The second part of the study showed a positive correlation between the maximum grip force measured in an orthosis and subsequently free-handed for the same wrist positions. These findings are in accordance to a positive correlation found between the maximum grip strength of the dominant and non-dominant hand. ²⁴ A limitation could be attributed to the use of only the neutral wrist position for correlation with the maximum grip force values measured in a post-operative orthosis.

Difficulties in obtaining reproducible measurements were encountered, because the maximal grip force could not be accurately measured without creating some movement in wrist position. However, a neutral position is used as a standard approach to obtain maximal grip force by the ASHT. ¹⁴

Conclusion

This study showed how a different wrist position alters the maximum grip force expressed in a post-operative orthosis according to a logistic equation, correlating positively with the contralateral (free)hand.
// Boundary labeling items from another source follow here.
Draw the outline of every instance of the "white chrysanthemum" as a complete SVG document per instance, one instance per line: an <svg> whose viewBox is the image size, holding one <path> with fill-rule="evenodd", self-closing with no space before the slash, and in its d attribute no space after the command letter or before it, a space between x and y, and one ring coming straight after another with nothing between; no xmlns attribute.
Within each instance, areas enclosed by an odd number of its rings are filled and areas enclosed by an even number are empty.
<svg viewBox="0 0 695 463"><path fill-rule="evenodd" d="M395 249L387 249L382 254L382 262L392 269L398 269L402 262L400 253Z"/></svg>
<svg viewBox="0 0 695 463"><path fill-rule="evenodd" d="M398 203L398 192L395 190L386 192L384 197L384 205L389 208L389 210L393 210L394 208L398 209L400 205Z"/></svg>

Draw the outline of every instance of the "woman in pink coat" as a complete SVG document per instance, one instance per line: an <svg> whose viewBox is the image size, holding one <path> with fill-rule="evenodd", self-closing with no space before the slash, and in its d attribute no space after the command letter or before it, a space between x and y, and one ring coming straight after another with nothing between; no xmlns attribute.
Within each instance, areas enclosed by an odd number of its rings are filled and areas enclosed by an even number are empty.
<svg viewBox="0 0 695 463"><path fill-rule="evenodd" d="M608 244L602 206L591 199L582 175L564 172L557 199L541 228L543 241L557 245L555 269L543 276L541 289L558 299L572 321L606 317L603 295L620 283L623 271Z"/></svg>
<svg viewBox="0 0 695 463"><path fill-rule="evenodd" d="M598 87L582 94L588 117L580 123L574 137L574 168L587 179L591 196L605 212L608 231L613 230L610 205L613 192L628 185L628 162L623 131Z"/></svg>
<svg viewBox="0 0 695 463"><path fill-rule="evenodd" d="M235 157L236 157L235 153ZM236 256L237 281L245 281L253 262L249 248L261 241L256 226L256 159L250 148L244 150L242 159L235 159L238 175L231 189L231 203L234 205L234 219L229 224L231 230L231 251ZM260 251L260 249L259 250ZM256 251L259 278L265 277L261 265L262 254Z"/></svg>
Involuntary contractions (e.g. during sleep) can generate this maximum grip force post-operatively in an orthosis and increase the risk for rupture at the repair site. ²⁵ Reducing the maximum grip force in a clinical setting could be of use because the generated grip force will determine the force transmitted on the finger flexors and hence on the sutured tendon. ⁸

Further clinical studies are needed to point out whether a patient with a high maximum grip force measured in the non-injured hand could benefit from an increased flexion angle in reducing rupture rate. Further experimental studies can be aimed at incorporating various wrist positions in a post-operative orthosis and analyzing the force reduction achieved on the flexor tendons of each finger separately. By this, the most appropriate position for a patient in a post-operative orthosis can be determined depending on the injured flexor tendon.